No dia 2 de abril, o presidente Donald Trump anunciou suas tarifas do “Dia da Libertação”, exibindo um quadro cheio de números que mostravam o quão injustamente o mundo tratava os Estados Unidos. Os números eram absurdos, mas a mensagem era clara: a era do livre-comércio havia acabado.
Os mercados estremeceram, os aliados da América ficaram furiosos e os economistas previram uma catástrofe. Torsten Slok, da Apollo — um gigante dos mercados privados — estimou em 90% as chances de uma recessão provocada por tarifas nos EUA.
Em partes da economia americana, a dor é real. Os preços de bens duráveis — uma categoria que inclui eletrodomésticos e automóveis — subiram mais de 3% em ritmo anual no segundo trimestre de 2025, o aumento mais rápido desde o início dos anos 1990 (excluindo o período da pandemia de covid-19). O preço dos brinquedos, a maioria importada da China, cresce quase 5%, uma alta igualmente incomum.
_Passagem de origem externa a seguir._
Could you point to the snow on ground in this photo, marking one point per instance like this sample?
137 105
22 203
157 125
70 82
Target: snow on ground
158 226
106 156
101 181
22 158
No total, nossas estimativas indicam que as tarifas estão adicionando cerca de 0,3 ponto porcentual à inflação. O emprego também enfraqueceu nos setores mais expostos às tarifas, como manufatura e varejo; os empresários culpam os custos mais altos e a incerteza. O sentimento do consumidor em setembro estava 20% abaixo do nível de um ano atrás. Em comparação com um mundo sem tarifas, os Estados Unidos estão em pior situação.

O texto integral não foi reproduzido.